THE TAKE AWAY
By Kersley Fitzgerald
I was alone when I heard. Dev was deployed. I don't think our other friends, J&A, had moved to Hawaii yet. There had been a core of five couples in the small group when the first baby was born — a perfect girl. Six years later, she was dead. Her parents thought it was the flu, but it was a twisted colon. She died in pain, in her mother's arms, halfway to the hospital.
There wasn't anyone else around me who knew them. Another couple from the study was still in the Springs; yet another was in the army in Kentucky, I think. Maybe Tennessee. But no one else was near me, to remember the girl with sunshine hair who lit up her daddy's face like nothing else. Or the baby, the first and maybe only baby I ever attached to and who had held her 12-month arms out to me, figuring if mommy wasn't available, I was a suitable substitution. Or the toddler who had watched the wind catch the blades of grass I sprinkled on her head, and tried to repeat the move on a little boy with a handful of gravel.
A few months later, after Dev had returned from deployment and J&A had moved in four blocks away, Miss Sunshine's shell-shocked parents and brother came to visit. I didn't know what to do or say; just to be there, let them feel the sun and go to the beach. I didn't expect the bitterness, the anger, and the closed-off face that my dear friend wore. Or the comment when we went to the Pearl Harbor memorial, "At least they had a chance to live." I loved them, and I wanted to make it all better, but I didn't know how to act in that temporarily hopeless pit. I couldn't understand why my friend would push me away when I was mourning too.
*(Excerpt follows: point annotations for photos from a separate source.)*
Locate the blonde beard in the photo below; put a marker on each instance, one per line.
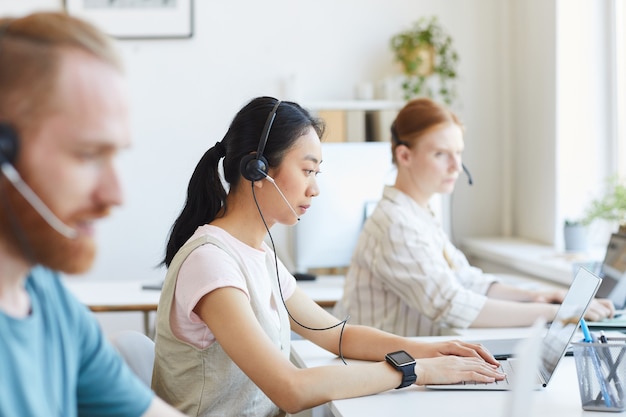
(27, 235)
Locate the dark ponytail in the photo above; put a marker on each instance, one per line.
(206, 195)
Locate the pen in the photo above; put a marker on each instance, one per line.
(613, 365)
(603, 338)
(586, 333)
(596, 363)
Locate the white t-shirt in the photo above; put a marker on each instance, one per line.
(208, 268)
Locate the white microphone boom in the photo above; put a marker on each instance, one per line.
(12, 175)
(270, 179)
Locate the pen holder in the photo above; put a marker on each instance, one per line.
(601, 370)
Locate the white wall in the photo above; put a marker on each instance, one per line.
(185, 92)
(560, 115)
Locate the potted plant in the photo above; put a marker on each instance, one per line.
(610, 205)
(427, 56)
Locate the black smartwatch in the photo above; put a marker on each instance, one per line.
(404, 363)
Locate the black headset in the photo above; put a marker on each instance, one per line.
(254, 167)
(9, 144)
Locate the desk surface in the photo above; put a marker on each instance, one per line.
(560, 398)
(116, 295)
(530, 257)
(113, 295)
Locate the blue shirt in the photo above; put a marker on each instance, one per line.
(57, 363)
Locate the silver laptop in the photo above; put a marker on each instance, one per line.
(554, 343)
(612, 270)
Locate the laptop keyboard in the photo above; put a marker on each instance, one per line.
(505, 366)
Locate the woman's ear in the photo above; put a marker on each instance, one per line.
(403, 155)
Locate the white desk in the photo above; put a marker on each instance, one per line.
(115, 296)
(325, 290)
(128, 296)
(560, 398)
(525, 256)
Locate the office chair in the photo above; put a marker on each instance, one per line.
(137, 349)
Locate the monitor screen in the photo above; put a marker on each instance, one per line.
(351, 182)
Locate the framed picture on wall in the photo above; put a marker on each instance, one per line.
(137, 19)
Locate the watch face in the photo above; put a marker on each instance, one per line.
(401, 357)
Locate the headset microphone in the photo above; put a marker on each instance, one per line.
(270, 179)
(12, 175)
(470, 181)
(8, 152)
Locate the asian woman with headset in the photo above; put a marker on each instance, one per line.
(228, 305)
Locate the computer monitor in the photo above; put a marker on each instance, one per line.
(352, 178)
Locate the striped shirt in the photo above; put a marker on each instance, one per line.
(406, 277)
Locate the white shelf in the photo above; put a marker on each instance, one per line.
(354, 105)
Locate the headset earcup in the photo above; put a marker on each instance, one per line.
(9, 143)
(253, 168)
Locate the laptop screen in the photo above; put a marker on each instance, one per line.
(563, 328)
(614, 264)
(612, 271)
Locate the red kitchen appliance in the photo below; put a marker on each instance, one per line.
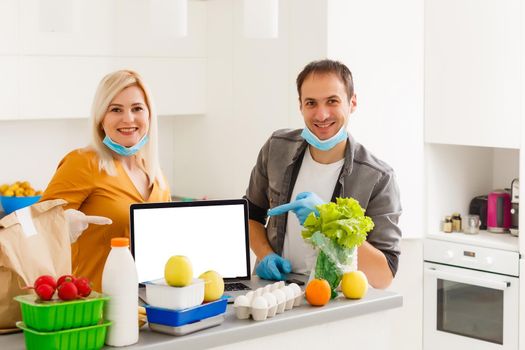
(498, 211)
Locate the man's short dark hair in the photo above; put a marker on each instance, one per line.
(327, 66)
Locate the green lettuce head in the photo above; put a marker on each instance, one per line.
(343, 222)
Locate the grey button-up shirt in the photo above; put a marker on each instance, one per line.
(363, 177)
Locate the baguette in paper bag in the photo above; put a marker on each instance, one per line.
(26, 255)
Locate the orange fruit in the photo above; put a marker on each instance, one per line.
(318, 292)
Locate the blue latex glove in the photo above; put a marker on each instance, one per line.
(303, 205)
(273, 267)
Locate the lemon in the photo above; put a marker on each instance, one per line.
(213, 285)
(178, 271)
(354, 285)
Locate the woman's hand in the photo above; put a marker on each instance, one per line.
(78, 222)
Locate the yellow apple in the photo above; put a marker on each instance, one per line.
(178, 271)
(213, 285)
(354, 285)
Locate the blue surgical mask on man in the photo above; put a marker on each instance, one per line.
(324, 145)
(122, 150)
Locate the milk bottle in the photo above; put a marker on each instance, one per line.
(120, 283)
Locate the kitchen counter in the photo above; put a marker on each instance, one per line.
(233, 330)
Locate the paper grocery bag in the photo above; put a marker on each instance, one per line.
(34, 241)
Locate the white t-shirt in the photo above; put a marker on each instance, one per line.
(319, 179)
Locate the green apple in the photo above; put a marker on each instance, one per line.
(178, 271)
(213, 285)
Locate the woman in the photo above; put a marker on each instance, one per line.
(119, 168)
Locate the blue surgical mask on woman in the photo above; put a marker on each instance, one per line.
(324, 145)
(122, 150)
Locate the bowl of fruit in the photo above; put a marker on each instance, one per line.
(18, 195)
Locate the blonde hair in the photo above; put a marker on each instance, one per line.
(148, 156)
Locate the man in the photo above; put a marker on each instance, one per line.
(315, 165)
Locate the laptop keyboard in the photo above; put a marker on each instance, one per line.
(235, 286)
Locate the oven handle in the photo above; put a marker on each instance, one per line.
(500, 285)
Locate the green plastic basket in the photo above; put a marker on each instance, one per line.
(85, 338)
(55, 315)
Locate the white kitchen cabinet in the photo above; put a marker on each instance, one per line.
(472, 65)
(137, 34)
(178, 85)
(9, 86)
(108, 28)
(59, 87)
(9, 28)
(456, 174)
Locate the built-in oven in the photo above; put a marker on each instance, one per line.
(471, 297)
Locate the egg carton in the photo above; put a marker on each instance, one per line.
(268, 301)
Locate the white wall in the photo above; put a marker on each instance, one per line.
(381, 41)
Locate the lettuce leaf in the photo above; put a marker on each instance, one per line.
(343, 222)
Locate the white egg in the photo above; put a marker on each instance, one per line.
(272, 303)
(281, 300)
(267, 289)
(296, 289)
(290, 297)
(270, 298)
(259, 303)
(250, 296)
(279, 295)
(259, 309)
(241, 300)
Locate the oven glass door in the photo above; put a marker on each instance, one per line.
(469, 309)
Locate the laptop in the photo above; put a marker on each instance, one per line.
(213, 234)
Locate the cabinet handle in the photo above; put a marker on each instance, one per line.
(500, 285)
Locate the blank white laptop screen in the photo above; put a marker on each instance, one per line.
(212, 234)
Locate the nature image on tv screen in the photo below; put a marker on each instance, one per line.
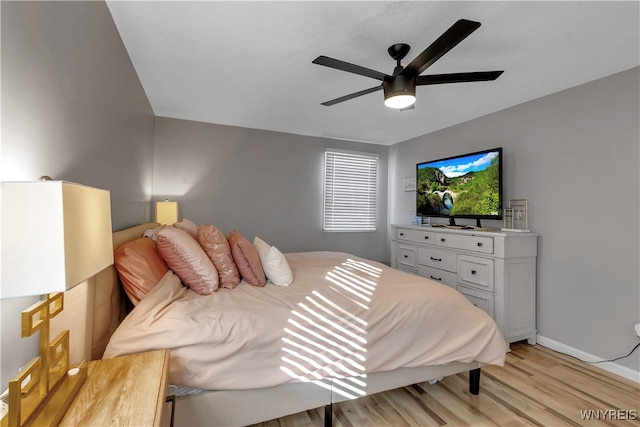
(460, 186)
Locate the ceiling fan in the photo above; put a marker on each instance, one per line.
(400, 87)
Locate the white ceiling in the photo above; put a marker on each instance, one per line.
(248, 63)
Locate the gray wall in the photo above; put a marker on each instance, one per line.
(259, 182)
(575, 156)
(72, 108)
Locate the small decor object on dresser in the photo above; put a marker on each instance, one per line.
(516, 216)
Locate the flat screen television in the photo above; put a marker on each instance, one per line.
(465, 186)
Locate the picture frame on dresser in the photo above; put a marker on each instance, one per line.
(495, 270)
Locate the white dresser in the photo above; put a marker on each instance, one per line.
(495, 270)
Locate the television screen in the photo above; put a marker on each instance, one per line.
(466, 186)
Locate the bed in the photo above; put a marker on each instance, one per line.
(327, 340)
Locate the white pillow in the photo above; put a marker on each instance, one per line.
(274, 263)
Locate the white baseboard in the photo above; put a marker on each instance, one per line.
(615, 368)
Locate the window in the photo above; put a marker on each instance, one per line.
(350, 191)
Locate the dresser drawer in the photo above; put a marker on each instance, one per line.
(445, 277)
(475, 272)
(479, 299)
(437, 258)
(406, 256)
(467, 243)
(418, 236)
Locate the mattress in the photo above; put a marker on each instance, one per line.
(342, 318)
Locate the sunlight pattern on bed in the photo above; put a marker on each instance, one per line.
(325, 340)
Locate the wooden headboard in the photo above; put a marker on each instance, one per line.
(94, 309)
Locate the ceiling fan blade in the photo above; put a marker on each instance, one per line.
(478, 76)
(350, 68)
(352, 95)
(447, 41)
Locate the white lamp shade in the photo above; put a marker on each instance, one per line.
(55, 235)
(166, 212)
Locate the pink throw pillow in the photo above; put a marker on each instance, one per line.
(140, 267)
(216, 246)
(188, 226)
(247, 259)
(187, 259)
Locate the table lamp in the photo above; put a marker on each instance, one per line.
(55, 235)
(166, 212)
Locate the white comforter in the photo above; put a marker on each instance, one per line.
(343, 316)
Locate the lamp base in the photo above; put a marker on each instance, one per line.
(50, 410)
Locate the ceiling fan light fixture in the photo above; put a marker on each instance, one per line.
(399, 92)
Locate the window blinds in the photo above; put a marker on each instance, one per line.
(350, 191)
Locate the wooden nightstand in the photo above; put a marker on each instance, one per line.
(123, 391)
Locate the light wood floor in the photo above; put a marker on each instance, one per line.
(536, 387)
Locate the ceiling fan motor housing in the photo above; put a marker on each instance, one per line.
(399, 85)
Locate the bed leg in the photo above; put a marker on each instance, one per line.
(474, 381)
(328, 415)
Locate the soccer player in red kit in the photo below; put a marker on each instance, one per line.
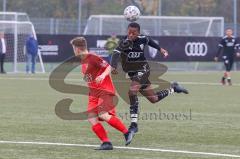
(101, 92)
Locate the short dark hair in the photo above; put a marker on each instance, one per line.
(79, 42)
(134, 25)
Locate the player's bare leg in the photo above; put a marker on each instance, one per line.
(101, 133)
(155, 97)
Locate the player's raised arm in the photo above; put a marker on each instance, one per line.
(237, 48)
(114, 60)
(101, 77)
(153, 44)
(220, 47)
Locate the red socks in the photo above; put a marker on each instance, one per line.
(117, 124)
(100, 132)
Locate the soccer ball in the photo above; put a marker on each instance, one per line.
(131, 13)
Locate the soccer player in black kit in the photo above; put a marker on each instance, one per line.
(230, 46)
(131, 51)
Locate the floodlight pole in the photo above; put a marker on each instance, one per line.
(4, 5)
(79, 15)
(235, 17)
(160, 8)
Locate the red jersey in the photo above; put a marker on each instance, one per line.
(92, 67)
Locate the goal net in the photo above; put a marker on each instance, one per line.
(17, 28)
(157, 25)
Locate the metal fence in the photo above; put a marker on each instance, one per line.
(71, 26)
(58, 26)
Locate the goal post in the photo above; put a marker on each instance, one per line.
(157, 25)
(17, 28)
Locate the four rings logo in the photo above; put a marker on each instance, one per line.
(134, 55)
(196, 49)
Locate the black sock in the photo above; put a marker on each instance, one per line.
(2, 62)
(133, 108)
(163, 93)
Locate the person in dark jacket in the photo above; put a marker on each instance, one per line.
(31, 52)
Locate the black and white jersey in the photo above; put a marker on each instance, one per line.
(132, 53)
(229, 46)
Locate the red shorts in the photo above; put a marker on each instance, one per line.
(100, 103)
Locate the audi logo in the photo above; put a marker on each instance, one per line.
(134, 55)
(196, 49)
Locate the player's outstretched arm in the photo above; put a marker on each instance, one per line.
(114, 61)
(153, 44)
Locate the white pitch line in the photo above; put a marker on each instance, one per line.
(126, 148)
(81, 80)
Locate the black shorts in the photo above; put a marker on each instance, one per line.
(228, 62)
(141, 77)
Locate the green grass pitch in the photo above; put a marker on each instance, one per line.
(207, 120)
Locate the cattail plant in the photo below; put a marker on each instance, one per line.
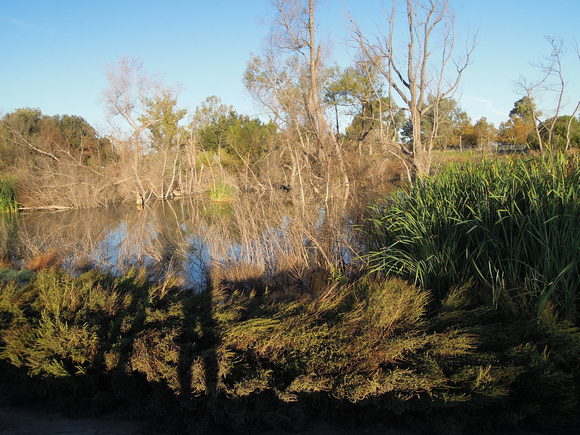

I had gotten a tiny taste of it shortly after the little girl's death. Only one person in my large Bible study really talked to me about it — a single man a few years older than me. I was relieved to be able to speak my own words of mourning and have someone (semi) interested in hearing. "I just don't understand why God would do this," he said, real pain in his voice. It changed though, the night I shared that several people had come to Christ at her funeral. "Oh! That's why," he said. "God did have a reason." All I could think was, I sincerely doubt her mother thinks it was worth it. (This was second only to another acquaintance who, upon hearing the details, immediately dissected the event to determine how the parents could have prevented the tragedy.)
That visit with my friends came back to me this summer. You may recall our interesting June: GotQuestions.org's 10th anniversary party, overlapped by a couple of hours with the Waldo Canyon Fire, wherein I was evacuated to work at home in 100 degree weather with no A/C. That week, our friend tripped an IED and lost his lower legs. That Friday, another friend crashed into a tree and burned to death.
The next week, we went to visit family. I was desperately looking forward to sleeping, eating, and looking at green trees that weren't on fire. But, like anyone who's been through a rough time, we were rough ourselves. And I had forgotten that the particular family members we had come to visit were wounded in ways that made it difficult for them to take on another's emotional burden. Dev had suggested we spend the first few days at the coast, and I should have agreed. In the end, we came home somewhat refreshed, but we left our family overwhelmed and deeply concerned about our mental stability — which, of course, made us feel horrible again.
As the details of the Connecticut elementary school shooting seeped out, I was reminded of those two events from my past. I don't have a psychologist-recommended list of do's and don'ts. I don't have an answer for the argument between gun control and mental health care. I just have what I painstakingly learned from my own experiences being with friends who are hurting and being someone who needed a friend:
Give permission to everyone involved to be an idiot in whichever way they feel necessary at that moment.
For the hurting, it means to allow them the grace to verbalize and manifest what they are feeling. Even the most spiritual person has physical and emotional limits. Be the one who will sit in the dark pit with a friend and not need to find a flashlight. What they say may be contrary to their nature — acknowledge that such a response at that time is legitimate, though you may quietly hope it will be temporary. It takes time for God to work healing into a person's heart. Don't expect more from your friend than God does.
On the other hand, the hurting need to give their loved ones the grace to be insufficient. God provides all our needs; He often does so through other people. Which people and when are up to His orchestration, not our expectations. Look out for the signs that you may be overwhelming someone, then either back off a little or allow them to speak their own concerns. You may find that this person has provided all the support that they can, or you may find they just need a tiny sign of hope from you. And bear in mind that while your loss may feel all-consuming, their deep sadness for their hurting friend is just as legitimate.
God is the god Who works through history. He has worked in grace for 6000 years to guide people in the way they should go, and He uses an entire lifetime for individuals. Allow for that time. Give grieving friends grace — give yourself grace — to move toward healing. We want quick healing and quicker answers, but God doesn't always work that way. Grace is allowing God to work in His way, not our own. And only His way brings real healing.